JumpeR

The JumpeR R package is used for converting human readable track and field (athletics) results into data frames for use in analysis.

From CRAN

JumpeR is available on CRAN install.packages(JumpeR)

Latest Development Version from Github

devtools::install_github("gpilgrim2670/JumpeR")

v0.3.3 - April 15th, 2022

Package is still under heavy development so development versions will be unstable. Please use the stable CRAN release unless you have a very good reason not to.

Usage

JumpeR reads track and field results into R, similar to what the SwimmeR package does for swimming results.

Supported Formats

JumpeR currently supports reading in single column Hy-tek/Active.com style results in either .html or .pdf format. JumpeR also supports Flash Results style results in .pdf format (but not html).

Hy-tek/Active.com Results

These are Hy-tek results in html format, from the 2019 Greg Page relays at Cornell University. This particular file contains the entire meet.

It can be imported into R using JumpeR:

tf_parse(
    read_results(
      "https://www.leonetiming.com/2019/Indoor/GregPageRelays/Results.htm"
    )
  )

This is a Hy-tek .pdf results file, from the Singapore Masters Track and Field Association 2019 Championship. It contains the entire meet.

Once saved (it's included in JumpeR as an example) it can be imported into R using JumpeR:

tf_parse(
    read_results(
      system.file("extdata", "SMTFA-2019-Full-Results.pdf", package = "JumpeR")
    ),
    rounds = TRUE
  )

Flash Results

This is a Flash Results .pdf result, from the prelims of the 2019 NCAA Men's 100m Championships.

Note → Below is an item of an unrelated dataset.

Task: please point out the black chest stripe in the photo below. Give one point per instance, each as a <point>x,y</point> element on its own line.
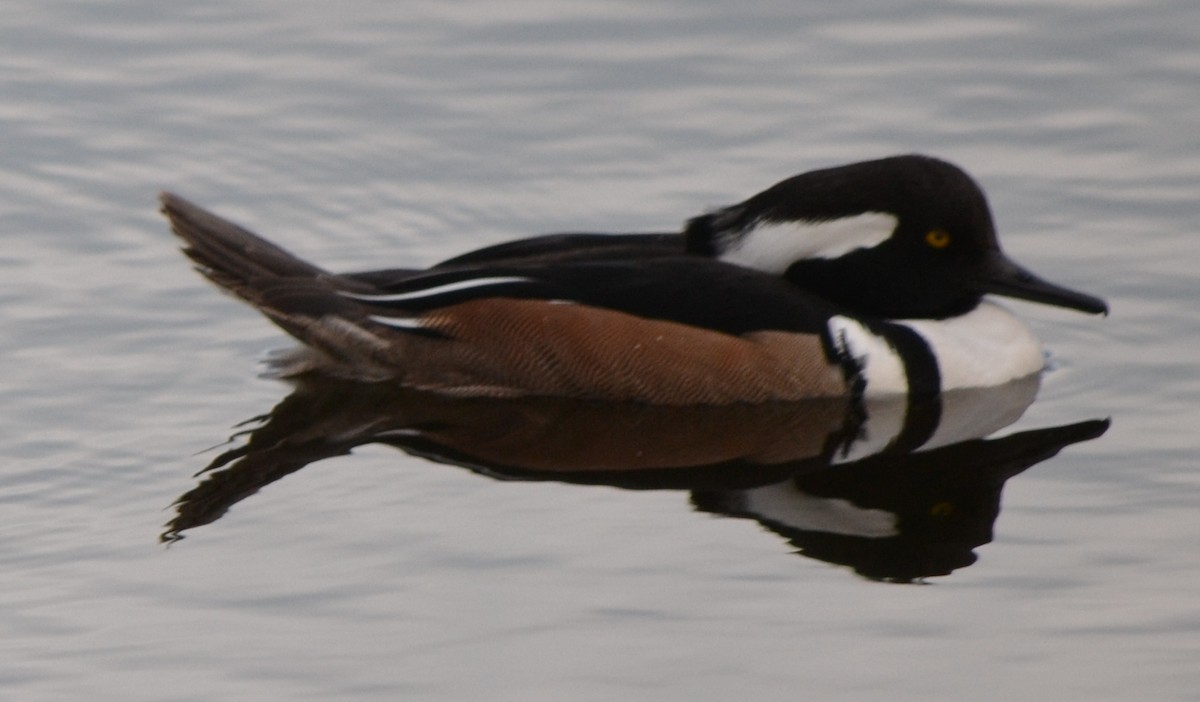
<point>924,385</point>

It can be imported into R using JumpeR:

tf_parse(
    read_results(
      "https://www.flashresults.com/2019_Meets/Outdoor/06-05_NCAAOTF-Austin/001-1.pdf"
    )
  )

Flash Results also post .html version of results like these, which are currently NOT supported.

Importing Results

JumpeR reads track and field results into R and outputs tidy dataframes. JumpeR uses read_results to read in either a PDF or HTML file (like a url) and the tf_parse (for track and field) function to convert the read file to a tidy dataframe.

read_results

read_results has two arguments.

file, which is the file path to read in
node, required only for HTML files, this is a CSS selector node where the results reside. node defaults to "pre", which has been correct in every instance tested thus far.

tf_parse

tf_parse has six arguments as of version 0.1.0.

file is the output of read_results and is required.
avoid is a list of strings. Rows in file containing any of those strings will not be included in the final results. avoid is optional. Incorrectly specifying it may lead to nonsense rows in the final data frame, but will not cause an error. Nonsense rows can be removed after import.
typo and replacement work together to fix typos, by replacing them with replacements. Strings in typo will be replaced by strings in replacement in element index order - that is the first element of typo will be replaced everywhere it appears by the first element of replacement. Uncorrected typos can cause lost data and nonsense rows.
relay_athletes defaults to FALSE. Setting it to TRUE will cause tf_parse to try to pull out the names of athletes participating in relays. Athlete names will be in separate columns called Relay_Athlete_1, Relay_Athlete_2 etc. etc.

Here's the Women's 4x400m relay from the 2019 Greg Page relays at Cornell University.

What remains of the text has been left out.